Carnac : Au Patrimoine mondial de l'Unesco ?
Les menhirs de Carnac et les mégalithiques d'Etel dans le Golfe du Morbihan, seront proposés pour figurer au Patrimoine mondial de l'humanité en 2009. Yves Coppens, qui préside le comité scientifique de Carnac, a également annoncé, hier, que des archéologues s'installeront à demeure pour la poursuite des recherches.
Le comité scientifique de Carnac était réuni pour la première fois. C'était, hier, à la préfecture de Vannes, sous la présidence du paléon-anthropologue, Yves Coppens, qui a grandi entre ces menhirs dont l'érection remonte à 8.000 ans. Ses membres, tous spécialistes de la Préhistoire et représentants de l'administration, se retrouveront, en octobre prochain, pour donner suite à ces décisions.
Poursuite des recherches
La France veut voir Carnac au Patrimoine mondial de l'humanité. Les pays ne pouvant présenter qu'une demande par an, le dossier de Carnac ne pourra être examiné qu'en 2009, après les fortifications de Vauban, l'an prochain. Mais ce sera un Carnac élargi aux autres monuments mégalithiques environnants, de la ria d'Etel au Golfe du Morbihan, et qui ne sont pas non plus des moindres : Erdeven, Locmariaquer, Gavrinis, Le Petit Mont en presqu'île de Rhuys... Élément de poids : Yves Coppens a ses entrées à l'Unesco. « Je connais bien, dit-il, M. Bandarino qui est chargé de l'inscription des monuments.
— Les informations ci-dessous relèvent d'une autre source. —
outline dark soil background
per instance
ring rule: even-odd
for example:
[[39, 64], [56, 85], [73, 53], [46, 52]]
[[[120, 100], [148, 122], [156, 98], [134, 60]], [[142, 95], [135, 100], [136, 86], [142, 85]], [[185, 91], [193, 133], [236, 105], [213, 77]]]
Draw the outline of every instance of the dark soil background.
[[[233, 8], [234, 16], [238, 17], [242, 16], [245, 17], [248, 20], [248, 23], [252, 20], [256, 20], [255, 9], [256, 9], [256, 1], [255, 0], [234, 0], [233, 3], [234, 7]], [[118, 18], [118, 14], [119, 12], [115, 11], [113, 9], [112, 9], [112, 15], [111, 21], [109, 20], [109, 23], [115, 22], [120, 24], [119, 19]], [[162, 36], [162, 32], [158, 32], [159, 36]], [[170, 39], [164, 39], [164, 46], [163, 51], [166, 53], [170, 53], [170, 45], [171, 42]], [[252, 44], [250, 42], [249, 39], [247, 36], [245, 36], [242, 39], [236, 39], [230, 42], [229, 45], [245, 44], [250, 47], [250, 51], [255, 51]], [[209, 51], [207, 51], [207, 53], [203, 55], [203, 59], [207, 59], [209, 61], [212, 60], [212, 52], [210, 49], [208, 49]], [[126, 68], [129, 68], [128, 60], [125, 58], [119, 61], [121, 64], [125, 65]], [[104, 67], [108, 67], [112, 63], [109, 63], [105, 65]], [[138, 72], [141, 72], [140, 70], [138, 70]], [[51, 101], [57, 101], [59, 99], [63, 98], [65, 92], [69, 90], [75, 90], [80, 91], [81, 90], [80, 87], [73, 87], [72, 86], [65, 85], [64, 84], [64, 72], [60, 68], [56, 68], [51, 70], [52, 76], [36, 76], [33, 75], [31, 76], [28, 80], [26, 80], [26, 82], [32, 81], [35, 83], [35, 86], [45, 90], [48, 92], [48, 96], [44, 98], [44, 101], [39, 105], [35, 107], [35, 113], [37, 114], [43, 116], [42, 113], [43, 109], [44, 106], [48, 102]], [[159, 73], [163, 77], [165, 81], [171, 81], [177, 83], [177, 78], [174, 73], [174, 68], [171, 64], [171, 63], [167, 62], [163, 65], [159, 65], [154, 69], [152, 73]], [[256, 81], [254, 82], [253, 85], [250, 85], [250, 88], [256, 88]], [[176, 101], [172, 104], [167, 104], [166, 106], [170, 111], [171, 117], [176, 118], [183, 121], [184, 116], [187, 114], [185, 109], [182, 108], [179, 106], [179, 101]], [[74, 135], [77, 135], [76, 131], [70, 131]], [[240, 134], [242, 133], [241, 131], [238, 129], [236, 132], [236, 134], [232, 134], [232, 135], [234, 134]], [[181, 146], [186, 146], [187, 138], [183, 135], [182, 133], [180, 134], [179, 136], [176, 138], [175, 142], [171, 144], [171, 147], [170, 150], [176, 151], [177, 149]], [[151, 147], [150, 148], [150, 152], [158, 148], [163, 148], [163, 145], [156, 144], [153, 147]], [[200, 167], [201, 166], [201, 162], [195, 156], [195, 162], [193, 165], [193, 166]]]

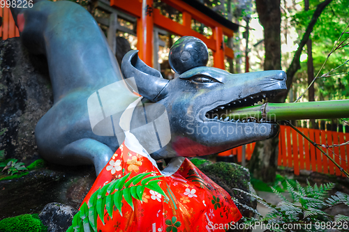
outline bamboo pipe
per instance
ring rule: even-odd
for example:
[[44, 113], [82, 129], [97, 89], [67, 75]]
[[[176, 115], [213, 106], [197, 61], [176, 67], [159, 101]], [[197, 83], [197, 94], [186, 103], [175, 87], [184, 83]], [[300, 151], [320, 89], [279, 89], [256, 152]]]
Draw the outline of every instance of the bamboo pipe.
[[248, 118], [268, 121], [349, 118], [349, 100], [295, 103], [269, 103], [230, 109], [230, 119]]

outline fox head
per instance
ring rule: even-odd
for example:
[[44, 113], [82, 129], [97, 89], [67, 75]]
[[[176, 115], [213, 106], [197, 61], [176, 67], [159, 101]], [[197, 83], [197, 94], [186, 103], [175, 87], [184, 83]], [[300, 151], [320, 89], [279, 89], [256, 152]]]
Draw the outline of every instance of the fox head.
[[[144, 109], [147, 116], [156, 118], [164, 111], [167, 113], [170, 138], [152, 152], [154, 158], [217, 153], [272, 138], [279, 131], [276, 123], [253, 116], [234, 121], [221, 112], [253, 105], [286, 89], [283, 71], [231, 74], [198, 66], [168, 80], [140, 60], [138, 51], [126, 54], [121, 70], [125, 79], [134, 77], [138, 93], [147, 100], [144, 102], [153, 102]], [[157, 132], [158, 140], [163, 141], [163, 132], [158, 128]], [[147, 138], [140, 139], [147, 147]]]

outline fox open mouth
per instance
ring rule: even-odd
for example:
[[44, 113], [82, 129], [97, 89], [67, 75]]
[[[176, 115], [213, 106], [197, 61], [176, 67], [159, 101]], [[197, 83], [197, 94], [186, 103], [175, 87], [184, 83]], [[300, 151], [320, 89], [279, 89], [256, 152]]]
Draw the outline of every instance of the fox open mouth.
[[258, 102], [262, 102], [263, 100], [267, 100], [267, 98], [273, 98], [276, 93], [276, 91], [264, 91], [252, 94], [244, 98], [237, 99], [224, 105], [220, 105], [216, 108], [206, 112], [205, 116], [208, 119], [223, 122], [273, 123], [274, 122], [265, 118], [258, 118], [253, 115], [236, 120], [230, 118], [228, 115], [234, 111], [234, 109], [259, 105]]

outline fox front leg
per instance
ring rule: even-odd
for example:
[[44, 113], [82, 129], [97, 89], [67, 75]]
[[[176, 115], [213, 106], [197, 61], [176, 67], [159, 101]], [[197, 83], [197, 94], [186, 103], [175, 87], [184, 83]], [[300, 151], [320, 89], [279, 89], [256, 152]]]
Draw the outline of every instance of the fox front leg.
[[82, 139], [66, 145], [61, 156], [69, 157], [67, 162], [93, 164], [98, 176], [105, 164], [112, 158], [114, 152], [105, 144], [92, 139]]

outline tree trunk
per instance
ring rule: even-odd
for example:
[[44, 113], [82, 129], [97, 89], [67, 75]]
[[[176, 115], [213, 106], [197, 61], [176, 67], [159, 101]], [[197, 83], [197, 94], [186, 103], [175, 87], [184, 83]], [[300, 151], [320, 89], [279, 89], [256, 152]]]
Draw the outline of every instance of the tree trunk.
[[[264, 28], [265, 60], [264, 70], [281, 69], [280, 0], [256, 0], [257, 12]], [[274, 102], [279, 101], [274, 100]], [[279, 153], [279, 137], [255, 144], [248, 169], [255, 178], [265, 182], [275, 180]]]
[[[300, 68], [299, 58], [302, 50], [308, 41], [318, 18], [332, 1], [325, 0], [316, 7], [292, 63], [287, 70], [288, 91], [277, 95], [271, 102], [279, 103], [285, 102], [293, 76]], [[264, 69], [265, 70], [281, 69], [280, 0], [256, 0], [255, 3], [260, 22], [264, 28], [265, 49]], [[264, 182], [271, 182], [275, 180], [279, 154], [278, 144], [278, 137], [256, 143], [248, 167], [250, 172], [255, 178], [258, 178]]]

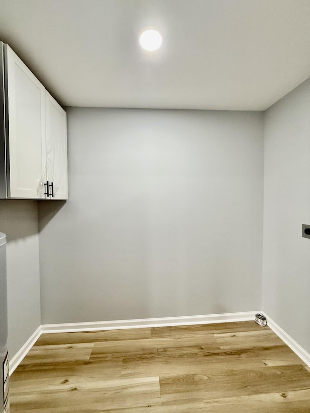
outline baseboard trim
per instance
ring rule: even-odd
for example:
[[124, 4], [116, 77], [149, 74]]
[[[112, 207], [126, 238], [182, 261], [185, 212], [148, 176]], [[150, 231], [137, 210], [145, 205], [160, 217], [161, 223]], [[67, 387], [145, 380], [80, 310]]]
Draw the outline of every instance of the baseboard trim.
[[304, 363], [310, 367], [310, 354], [308, 352], [306, 352], [301, 346], [299, 345], [294, 338], [292, 338], [290, 336], [289, 336], [287, 333], [286, 333], [266, 313], [263, 311], [263, 313], [267, 319], [267, 325], [271, 329], [273, 332], [275, 333], [278, 337], [279, 337], [282, 341], [284, 341], [291, 350], [293, 350], [295, 354], [299, 358], [301, 359]]
[[217, 322], [232, 322], [249, 321], [255, 319], [255, 312], [230, 313], [177, 317], [161, 317], [154, 319], [117, 320], [115, 321], [68, 323], [66, 324], [43, 324], [43, 334], [70, 333], [78, 331], [96, 331], [102, 330], [118, 330], [125, 328], [165, 327], [173, 325], [190, 325], [195, 324], [212, 324]]
[[[9, 371], [10, 375], [12, 374], [16, 367], [19, 365], [29, 350], [37, 341], [42, 334], [41, 326], [38, 327], [34, 333], [31, 336], [23, 347], [17, 352], [9, 362]], [[10, 349], [9, 349], [9, 351]]]

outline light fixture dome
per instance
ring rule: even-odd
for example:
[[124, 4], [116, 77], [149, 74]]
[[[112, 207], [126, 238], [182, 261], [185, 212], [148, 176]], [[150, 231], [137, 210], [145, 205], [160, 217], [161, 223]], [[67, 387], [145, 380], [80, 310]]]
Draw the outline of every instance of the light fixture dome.
[[157, 50], [161, 45], [162, 38], [160, 33], [154, 29], [144, 30], [140, 35], [140, 45], [145, 50], [152, 52]]

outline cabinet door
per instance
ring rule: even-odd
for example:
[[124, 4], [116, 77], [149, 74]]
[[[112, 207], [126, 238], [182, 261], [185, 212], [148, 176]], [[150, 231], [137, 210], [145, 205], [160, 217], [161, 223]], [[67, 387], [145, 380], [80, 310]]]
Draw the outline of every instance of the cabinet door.
[[8, 197], [44, 198], [37, 189], [46, 159], [45, 89], [7, 45], [5, 51]]
[[[46, 91], [46, 173], [54, 199], [68, 199], [67, 114]], [[53, 198], [51, 198], [53, 199]]]

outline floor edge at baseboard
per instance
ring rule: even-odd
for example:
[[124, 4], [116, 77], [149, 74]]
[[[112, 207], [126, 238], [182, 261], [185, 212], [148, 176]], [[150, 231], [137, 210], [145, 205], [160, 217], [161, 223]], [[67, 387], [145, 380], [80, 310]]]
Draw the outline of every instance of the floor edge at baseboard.
[[255, 311], [248, 311], [185, 317], [43, 324], [41, 327], [42, 333], [95, 331], [103, 330], [142, 328], [143, 327], [150, 328], [164, 327], [165, 326], [190, 325], [197, 324], [212, 324], [217, 322], [249, 321], [254, 320], [255, 315]]
[[[19, 366], [29, 350], [37, 341], [42, 334], [41, 326], [39, 326], [35, 331], [31, 334], [24, 345], [18, 350], [17, 353], [9, 362], [9, 370], [10, 375], [12, 374], [15, 369]], [[10, 349], [9, 349], [10, 352]]]
[[250, 321], [251, 320], [254, 321], [255, 314], [257, 312], [263, 313], [266, 317], [267, 325], [304, 363], [310, 367], [310, 354], [287, 334], [264, 312], [248, 311], [185, 317], [43, 324], [37, 329], [10, 361], [10, 374], [12, 374], [17, 367], [42, 334], [96, 331], [127, 328], [142, 328], [143, 327], [169, 327], [170, 326], [190, 325], [199, 324], [214, 324], [215, 323], [234, 322], [241, 321]]
[[310, 354], [295, 341], [287, 333], [281, 328], [264, 311], [262, 312], [267, 319], [267, 325], [278, 337], [297, 355], [299, 358], [310, 367]]

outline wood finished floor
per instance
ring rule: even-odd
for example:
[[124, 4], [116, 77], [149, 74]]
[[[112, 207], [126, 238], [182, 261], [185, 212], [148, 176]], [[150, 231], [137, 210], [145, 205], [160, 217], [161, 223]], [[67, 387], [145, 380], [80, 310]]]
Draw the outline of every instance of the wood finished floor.
[[254, 321], [44, 334], [11, 413], [310, 412], [310, 369]]

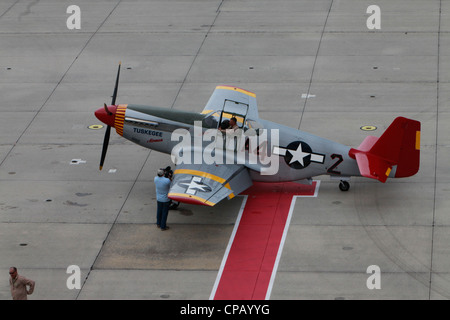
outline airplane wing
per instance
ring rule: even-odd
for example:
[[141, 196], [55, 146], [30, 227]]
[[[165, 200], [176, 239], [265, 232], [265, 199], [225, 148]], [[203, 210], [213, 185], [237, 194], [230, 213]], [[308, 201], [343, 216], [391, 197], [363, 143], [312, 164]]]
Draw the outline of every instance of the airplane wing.
[[226, 197], [232, 199], [252, 184], [244, 165], [180, 164], [173, 172], [169, 198], [214, 206]]

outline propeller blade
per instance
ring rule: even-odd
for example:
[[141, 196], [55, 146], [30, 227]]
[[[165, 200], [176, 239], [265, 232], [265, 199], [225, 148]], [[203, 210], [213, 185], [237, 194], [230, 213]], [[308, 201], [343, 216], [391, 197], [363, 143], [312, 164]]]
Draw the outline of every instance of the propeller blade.
[[111, 126], [106, 127], [105, 138], [103, 139], [102, 157], [100, 159], [100, 170], [103, 169], [103, 163], [105, 162], [106, 151], [108, 150], [109, 136], [111, 134]]
[[[113, 106], [116, 105], [117, 90], [119, 89], [119, 76], [120, 76], [120, 66], [121, 65], [122, 65], [122, 62], [119, 62], [119, 68], [117, 69], [116, 85], [114, 86], [114, 93], [113, 93], [112, 101], [111, 101], [111, 105], [113, 105]], [[108, 115], [113, 115], [113, 113], [108, 110], [106, 103], [103, 105], [103, 107], [105, 108], [105, 111]], [[105, 132], [105, 138], [103, 139], [102, 156], [100, 158], [100, 170], [103, 169], [103, 163], [105, 162], [106, 151], [108, 150], [110, 135], [111, 135], [111, 126], [107, 126], [106, 132]]]
[[106, 113], [111, 116], [112, 112], [108, 110], [106, 103], [103, 104], [103, 107], [105, 108]]
[[120, 75], [120, 66], [122, 65], [122, 62], [119, 62], [119, 68], [117, 69], [117, 77], [116, 77], [116, 85], [114, 86], [114, 93], [113, 98], [111, 101], [111, 105], [116, 105], [116, 98], [117, 98], [117, 90], [119, 89], [119, 75]]

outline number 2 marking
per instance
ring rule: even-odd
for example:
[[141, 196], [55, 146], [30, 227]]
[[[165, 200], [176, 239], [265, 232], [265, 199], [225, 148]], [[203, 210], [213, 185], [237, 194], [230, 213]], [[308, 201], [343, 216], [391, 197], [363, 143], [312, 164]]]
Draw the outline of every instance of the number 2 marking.
[[340, 171], [336, 171], [336, 170], [334, 170], [334, 169], [336, 169], [336, 167], [337, 167], [338, 165], [340, 165], [341, 162], [344, 161], [344, 159], [342, 158], [342, 155], [333, 153], [333, 154], [331, 155], [331, 159], [334, 160], [334, 159], [336, 159], [336, 158], [337, 158], [337, 161], [336, 161], [336, 162], [335, 162], [335, 163], [327, 170], [328, 173], [341, 174]]

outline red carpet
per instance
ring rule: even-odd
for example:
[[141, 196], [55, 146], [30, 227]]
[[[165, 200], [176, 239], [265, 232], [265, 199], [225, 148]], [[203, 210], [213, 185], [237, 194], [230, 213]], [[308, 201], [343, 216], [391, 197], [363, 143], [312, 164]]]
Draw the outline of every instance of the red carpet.
[[270, 297], [295, 204], [294, 196], [314, 197], [318, 188], [318, 181], [312, 185], [254, 183], [245, 191], [247, 198], [242, 215], [236, 221], [211, 299], [263, 300]]

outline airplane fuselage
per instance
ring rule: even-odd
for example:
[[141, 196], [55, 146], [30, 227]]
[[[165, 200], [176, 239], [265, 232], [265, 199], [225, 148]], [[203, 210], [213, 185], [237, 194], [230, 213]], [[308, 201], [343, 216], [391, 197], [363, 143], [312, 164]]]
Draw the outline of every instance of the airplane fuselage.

Malheureusement, il faut constater que, bien souvent ensuite, les financements manquent pour leur entretien ». Le célèbre paléonanthropologue vient de créer pour cela l'association « Vocation patrimoine ». Elle permettra de former, grâce à des fonds de mécénat et en collaboration avec une université restant à trouver, des conservateurs ayant pour mission, la protection et la mise en valeur du site. Parallèlement, le comité scientifique a décidé d'installer à Carnac une ou plusieurs équipes d'archéologues, auquels sera associée la conservatrice du musée. Aucune date n'est pour l'instant avancée. Mais la venue de ces spécialistes à demeure répond à l'objectif de relancer les recherches sur ce site prestigieux. Et aussi de le faire vivre. « Pour qu'un site soit vivant, il faut que la recherche y soit active », souligne Yves Coppens.
Finies les tensions sur le « Menhirland »
« Carnac, dans tous les cas, restera un site ouvert », indique le président du comité scientifique dont la placidité et la volonté d'ouverture devraient faire oublier la tension sur le « Menhirland ». « Je suis, dit-il, à l'écoute de tout organisme ayant des propositions à faire ». « Il faut réaliser la meilleure entente possible entre les gens », ajoute-t-il. Pour l'instant, rien n'est encore avancé sur les conditions d'accueil du public, sachant qu'une inscription à l'Unesco ne pourra qu'encourager la fréquentation. A l'exception d'études sur les moyens de préservation naturelle du sol, présentées à l'occasion de ce premier comité : lande ou pelouse.